Après avoir attendu dix ans — environ un tiers de l'adolescence d'un arbre — les chercheurs ont consulté le tableau des scores. La première chose qu'ils ont découverte, c'est que l'emplacement comptait énormément. Tout comme certaines équipes sportives bénéficient de l'avantage du terrain, certains sites étaient simplement meilleurs pour les arbres que d'autres. Les taux de survie variaient considérablement, allant d'un bas de 61 % à un haut de 95 %, selon la parcelle de terre spécifique.
Mais c'est ici que l'histoire devient intéressante. Lorsqu'ils ont examiné le « comment » et le « où » de la pépinière, ils ont trouvé des gagnants surprenants. Les arbres démarrés par boutures (clones) avaient une chance de survie supérieure de 7 % par rapport à ceux démarrés à partir de graines. Plus surprenant encore, les arbres élevés en contenants (les pots en plastique) ont survécu 9 % de mieux que ceux élevés en pleine terre (racines libres). Il semble que la méthode de l'« incubateur » ait donné aux petits arbres un meilleur départ face aux éléments.
Cependant, l'intrigue s'épaissit lorsque l'on regarde la quantité de bois que les arbres ont réellement produite. Vous pourriez penser que les arbres qui ont mieux survécu (ceux élevés en conteneur) seraient aussi les plus gros producteurs de bois. Mais les données ont raconté une histoire différente. Lorsque les chercheurs ont mesuré le volume total de bois à 10 ans, ils ont découvert que les arbres élevés en pleine terre produisaient en fait 8,1 mètres cubes par hectare de plus de bois que les arbres élevés en conteneur, même si moins d'entre eux avaient survécu. C'est comme si les arbres à racines libres, malgré la perte de certains de leurs coéquipiers en cours de route, avaient grandi si gros et si forts qu'ils compensaient la perte. Le type de matériel de départ (graine vs bouture) ne semblait pas changer la quantité finale de bois du tout.

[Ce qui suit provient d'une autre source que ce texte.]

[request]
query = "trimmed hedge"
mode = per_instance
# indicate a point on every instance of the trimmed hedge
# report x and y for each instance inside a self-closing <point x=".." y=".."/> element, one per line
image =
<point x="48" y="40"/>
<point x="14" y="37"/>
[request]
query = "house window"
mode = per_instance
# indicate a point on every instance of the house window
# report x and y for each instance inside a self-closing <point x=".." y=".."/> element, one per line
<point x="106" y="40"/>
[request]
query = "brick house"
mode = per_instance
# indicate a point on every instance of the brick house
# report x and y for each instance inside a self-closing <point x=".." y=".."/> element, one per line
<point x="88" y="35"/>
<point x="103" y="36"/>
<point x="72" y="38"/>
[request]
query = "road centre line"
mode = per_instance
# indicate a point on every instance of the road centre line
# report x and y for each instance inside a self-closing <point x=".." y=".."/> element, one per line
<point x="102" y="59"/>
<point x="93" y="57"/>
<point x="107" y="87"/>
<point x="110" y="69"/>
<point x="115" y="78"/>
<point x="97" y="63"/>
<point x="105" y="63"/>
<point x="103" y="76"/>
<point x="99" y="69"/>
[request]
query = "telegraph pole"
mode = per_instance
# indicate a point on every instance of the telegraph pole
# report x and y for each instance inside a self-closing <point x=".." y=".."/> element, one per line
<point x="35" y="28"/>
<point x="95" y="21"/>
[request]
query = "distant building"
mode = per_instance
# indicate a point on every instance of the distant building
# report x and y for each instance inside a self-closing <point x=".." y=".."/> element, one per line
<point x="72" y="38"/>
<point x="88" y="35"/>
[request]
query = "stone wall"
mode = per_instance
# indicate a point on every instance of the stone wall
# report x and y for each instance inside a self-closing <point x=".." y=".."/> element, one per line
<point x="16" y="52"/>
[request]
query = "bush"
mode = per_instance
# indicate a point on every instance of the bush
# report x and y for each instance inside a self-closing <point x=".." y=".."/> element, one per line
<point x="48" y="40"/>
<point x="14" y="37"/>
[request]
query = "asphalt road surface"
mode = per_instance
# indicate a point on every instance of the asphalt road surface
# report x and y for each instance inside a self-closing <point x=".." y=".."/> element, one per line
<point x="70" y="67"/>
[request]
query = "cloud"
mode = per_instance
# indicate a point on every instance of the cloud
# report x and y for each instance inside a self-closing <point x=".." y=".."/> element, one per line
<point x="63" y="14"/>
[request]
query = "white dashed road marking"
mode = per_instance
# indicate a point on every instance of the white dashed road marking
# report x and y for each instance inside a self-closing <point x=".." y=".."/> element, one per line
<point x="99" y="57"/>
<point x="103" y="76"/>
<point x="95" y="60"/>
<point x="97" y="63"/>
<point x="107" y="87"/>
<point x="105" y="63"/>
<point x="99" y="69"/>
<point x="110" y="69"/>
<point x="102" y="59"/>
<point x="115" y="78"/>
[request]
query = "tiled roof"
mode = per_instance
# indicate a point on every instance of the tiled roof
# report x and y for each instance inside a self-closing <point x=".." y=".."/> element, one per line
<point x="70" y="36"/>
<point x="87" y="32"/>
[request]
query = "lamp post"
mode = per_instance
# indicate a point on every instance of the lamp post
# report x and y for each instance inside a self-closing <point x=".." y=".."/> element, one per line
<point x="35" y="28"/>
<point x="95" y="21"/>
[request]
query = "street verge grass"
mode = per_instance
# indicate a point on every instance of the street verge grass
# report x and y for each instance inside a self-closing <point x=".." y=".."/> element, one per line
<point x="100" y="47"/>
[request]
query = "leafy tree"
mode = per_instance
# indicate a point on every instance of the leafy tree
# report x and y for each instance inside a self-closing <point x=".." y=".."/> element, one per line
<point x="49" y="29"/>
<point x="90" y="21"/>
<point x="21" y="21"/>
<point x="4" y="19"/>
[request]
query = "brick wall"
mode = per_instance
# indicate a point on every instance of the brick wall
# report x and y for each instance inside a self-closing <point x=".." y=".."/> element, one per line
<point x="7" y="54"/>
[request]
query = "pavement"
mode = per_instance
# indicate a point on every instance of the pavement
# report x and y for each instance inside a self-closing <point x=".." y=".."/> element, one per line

Alors, quel est le point essentiel ? L'article suggère que, bien que les arbres élevés en conteneur soient les « champions de la survie », les arbres à racines libres pourraient être les « champions de la croissance », produisant finalement plus de bois. Les auteurs précisent avec prudence qu'il s'agit d'une suggestion basée sur leurs données, et non d'une règle finale pour chaque forêt du monde. Ils admettent qu'ils ne savent pas exactement pourquoi les arbres à racines libres ont grandi tellement plus gros, mais les chiffres montrent une différence claire. C'est un rappel que dans la nature, être le plus susceptible de survivre n'est pas toujours la même chose que d'être le plus susceptible de devenir un géant. Pour les gestionnaires forestiers, cela signifie qu'il reste encore beaucoup de recherches à faire pour trouver l'équilibre parfait entre maintenir les arbres en vie et les faire grandir en hauteur.